A recent meta-analysis found the condition is overwhelmingly female: about 91% of people with emetophobia are women. The reasons for this skew aren’t fully understood, though it mirrors the gender distribution seen in many anxiety disorders.

The exact causes remain understudied compared to other phobias. In many cases, the fear traces back to a traumatic vomiting experience in childhood, a severe stomach illness, or witnessing someone else vomit in a frightening context. Like other specific phobias, there’s likely a combination of temperament, learned behavior, and possibly genetic predisposition at work. Some people develop it without any identifiable triggering event.

Conditions That Often Accompany It

Emetophobia rarely shows up alone. Research on comorbidity found that people with emetophobia have significantly higher rates of depression, generalized anxiety disorder, panic disorder, social anxiety disorder, and OCD compared to the general population. The most common overlap conditions were generalized anxiety disorder, panic disorder, health anxiety (hypochondriasis), and OCD.

This makes sense when you consider how emetophobia operates. The constant body scanning and checking rituals resemble OCD compulsions. The avoidance of social situations mirrors social anxiety. The persistent worry about getting sick looks a lot like health anxiety. These overlaps can make diagnosis tricky, because the emetophobia may be mistaken for one of these other conditions, or vice versa.

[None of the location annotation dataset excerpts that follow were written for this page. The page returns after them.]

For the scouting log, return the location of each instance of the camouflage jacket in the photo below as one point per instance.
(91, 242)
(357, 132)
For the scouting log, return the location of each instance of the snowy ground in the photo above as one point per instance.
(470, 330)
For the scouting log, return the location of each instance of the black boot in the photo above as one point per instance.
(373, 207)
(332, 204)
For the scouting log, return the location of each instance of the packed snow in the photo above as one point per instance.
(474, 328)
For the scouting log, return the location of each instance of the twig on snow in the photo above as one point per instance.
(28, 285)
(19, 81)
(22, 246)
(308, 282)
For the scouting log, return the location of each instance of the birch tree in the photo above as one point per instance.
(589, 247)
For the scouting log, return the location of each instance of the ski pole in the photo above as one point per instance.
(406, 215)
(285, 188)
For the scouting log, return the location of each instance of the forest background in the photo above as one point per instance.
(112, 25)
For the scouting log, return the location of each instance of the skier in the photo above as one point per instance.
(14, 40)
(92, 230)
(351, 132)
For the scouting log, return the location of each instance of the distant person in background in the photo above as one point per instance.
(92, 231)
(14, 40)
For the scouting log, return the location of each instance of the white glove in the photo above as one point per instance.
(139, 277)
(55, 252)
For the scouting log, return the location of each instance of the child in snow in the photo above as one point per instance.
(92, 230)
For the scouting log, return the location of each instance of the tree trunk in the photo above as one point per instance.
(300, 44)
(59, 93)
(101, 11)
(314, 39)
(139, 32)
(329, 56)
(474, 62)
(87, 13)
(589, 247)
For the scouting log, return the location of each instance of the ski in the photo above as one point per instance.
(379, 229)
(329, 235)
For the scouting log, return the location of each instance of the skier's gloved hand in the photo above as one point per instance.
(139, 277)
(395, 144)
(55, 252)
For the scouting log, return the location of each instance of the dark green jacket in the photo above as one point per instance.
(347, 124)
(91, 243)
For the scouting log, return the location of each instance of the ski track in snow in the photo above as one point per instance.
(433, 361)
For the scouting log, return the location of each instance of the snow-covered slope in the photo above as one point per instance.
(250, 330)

How Emetophobia Is Treated

The most widely used treatment is cognitive behavioral therapy (CBT) combined with exposure therapy. In practice, this means gradually and systematically confronting the feared triggers in a controlled way. Early stages might involve simply saying the word “vomit” aloud or watching a cartoon depiction of someone getting sick. Over time, exposures become more challenging, possibly including watching realistic videos, sitting with induced nausea, or eating at an unfamiliar restaurant.

The goal isn’t to make you enjoy vomiting. It’s to break the cycle where fear of vomiting produces avoidance, which reinforces the fear, which produces more avoidance. Exposure therapy teaches your nervous system that the anxiety triggered by these situations will peak and then naturally decline on its own, without anything catastrophic happening.

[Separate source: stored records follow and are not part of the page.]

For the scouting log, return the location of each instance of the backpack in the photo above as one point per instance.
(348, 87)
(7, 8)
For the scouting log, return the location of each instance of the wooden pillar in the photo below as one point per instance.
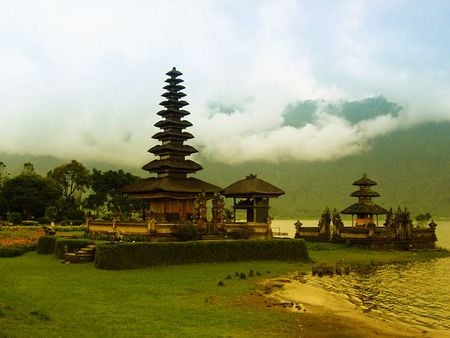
(234, 209)
(254, 210)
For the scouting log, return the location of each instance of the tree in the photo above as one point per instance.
(30, 194)
(3, 173)
(73, 179)
(3, 177)
(325, 222)
(336, 219)
(28, 168)
(423, 219)
(107, 187)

For some people, traditional exposure therapy hits a wall. Conscious resistance to the exercises can stall progress, particularly because the physical sensations involved (nausea, stomach discomfort) feel genuinely threatening to someone with emetophobia. Newer approaches are exploring ways to work around that resistance, including hypnosis-facilitated exposure where the subconscious guides imaginal exposures rather than the patient having to white-knuckle through them consciously. One case report found that a patient whose symptoms had plateaued with standard exposure therapy experienced significant further improvement with this approach.

Treatment timelines vary considerably depending on severity, how entrenched the avoidance behaviors are, and whether co-occurring conditions like OCD or generalized anxiety need to be addressed simultaneously. Many people see meaningful improvement within several months of consistent therapy, but deeply ingrained cases with years of avoidance patterns typically take longer.